Ribuan korban konflik di Aceh dan Papua serta ribuan yang lain dari berbagai kasus yang terjadi sejak tahun 1965 hingga turunnya Orde Baru seperti menjadi angka-angka mati yang tak berarti. Padahal setiap Kamis sore, mereka masih selalu menagih janji keadilan pemerintah di depan istana presiden.

Iklan-iklan politik seperti ini tidak hanya membodohi dan membohongi rakyat, tetapi juga berbahaya bagi bangsa ke depan karena nilai yang dibangun berseberangan dengan arus besar bangsa-bangsa di dunia yang sedang berjuang untuk menghapuskan impunitas dan menegakkan hak asasi manusia.

Akan lebih bertanggung jawab dan visioner bila para calon presiden dan wakil presiden beserta calon legislatif yang sedang berkampanye juga mengintegrasikan hak asasi manusia sebagai bagian integral dari program-program yang mereka tawarkan bila mereka terpilih.

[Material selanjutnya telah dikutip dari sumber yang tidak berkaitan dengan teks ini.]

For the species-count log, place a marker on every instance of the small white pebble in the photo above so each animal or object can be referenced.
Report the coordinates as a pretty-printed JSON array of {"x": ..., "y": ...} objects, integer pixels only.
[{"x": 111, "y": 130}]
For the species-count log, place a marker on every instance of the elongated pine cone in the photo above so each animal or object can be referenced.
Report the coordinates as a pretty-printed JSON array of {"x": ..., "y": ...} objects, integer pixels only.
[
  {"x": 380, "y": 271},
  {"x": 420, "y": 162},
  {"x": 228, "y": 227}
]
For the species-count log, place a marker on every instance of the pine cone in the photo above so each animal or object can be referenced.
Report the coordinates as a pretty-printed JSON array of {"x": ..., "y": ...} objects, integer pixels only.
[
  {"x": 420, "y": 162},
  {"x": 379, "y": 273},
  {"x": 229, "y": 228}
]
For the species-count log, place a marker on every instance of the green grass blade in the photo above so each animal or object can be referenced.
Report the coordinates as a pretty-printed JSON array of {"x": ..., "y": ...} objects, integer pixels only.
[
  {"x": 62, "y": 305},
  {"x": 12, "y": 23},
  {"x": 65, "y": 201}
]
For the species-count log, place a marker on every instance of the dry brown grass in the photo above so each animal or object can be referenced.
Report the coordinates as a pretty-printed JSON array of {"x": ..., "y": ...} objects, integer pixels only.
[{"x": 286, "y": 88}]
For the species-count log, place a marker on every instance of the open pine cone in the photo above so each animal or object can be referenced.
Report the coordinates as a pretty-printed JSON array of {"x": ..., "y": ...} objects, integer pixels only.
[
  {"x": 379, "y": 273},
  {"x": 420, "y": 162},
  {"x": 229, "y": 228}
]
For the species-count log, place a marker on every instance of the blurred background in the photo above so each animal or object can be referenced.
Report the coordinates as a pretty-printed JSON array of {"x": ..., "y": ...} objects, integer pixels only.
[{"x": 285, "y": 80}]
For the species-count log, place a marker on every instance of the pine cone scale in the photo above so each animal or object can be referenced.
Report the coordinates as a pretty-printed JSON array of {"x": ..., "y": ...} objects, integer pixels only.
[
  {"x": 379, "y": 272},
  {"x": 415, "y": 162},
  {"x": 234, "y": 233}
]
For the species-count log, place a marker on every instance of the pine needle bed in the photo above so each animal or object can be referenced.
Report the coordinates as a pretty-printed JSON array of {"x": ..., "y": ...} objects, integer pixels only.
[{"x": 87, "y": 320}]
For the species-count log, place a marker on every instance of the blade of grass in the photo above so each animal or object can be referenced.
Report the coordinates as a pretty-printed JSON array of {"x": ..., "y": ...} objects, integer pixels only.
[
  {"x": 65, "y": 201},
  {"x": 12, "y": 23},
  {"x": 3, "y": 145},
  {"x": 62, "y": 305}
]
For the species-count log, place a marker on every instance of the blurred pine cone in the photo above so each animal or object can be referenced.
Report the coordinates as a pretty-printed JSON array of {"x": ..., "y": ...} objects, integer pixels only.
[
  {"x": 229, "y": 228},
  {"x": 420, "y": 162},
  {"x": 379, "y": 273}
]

Bagi Pansus Orang Hilang DPR, kinilah saatnya untuk membuktikan bahwa pansus dibentuk dengan tujuan untuk membuka jalan penyelesaian kasus orang hilang sebagaimana direkomendasikan oleh Komisi Nasional Hak Asasi Manusia atau Komnas HAM pada November 2006. Pekerjaan pansus ini juga bisa dijadikan sebagai usaha untuk memperbaiki citra DPR yang sampai saat ini sedang berada di titik nadir yang rendah karena berbagai skandal korupsi. Bagi masyarakat, pansus juga bisa dijadikan ukuran kinerja para anggota DPR saat ini, apakah mereka masih layak untuk dipilih kembali?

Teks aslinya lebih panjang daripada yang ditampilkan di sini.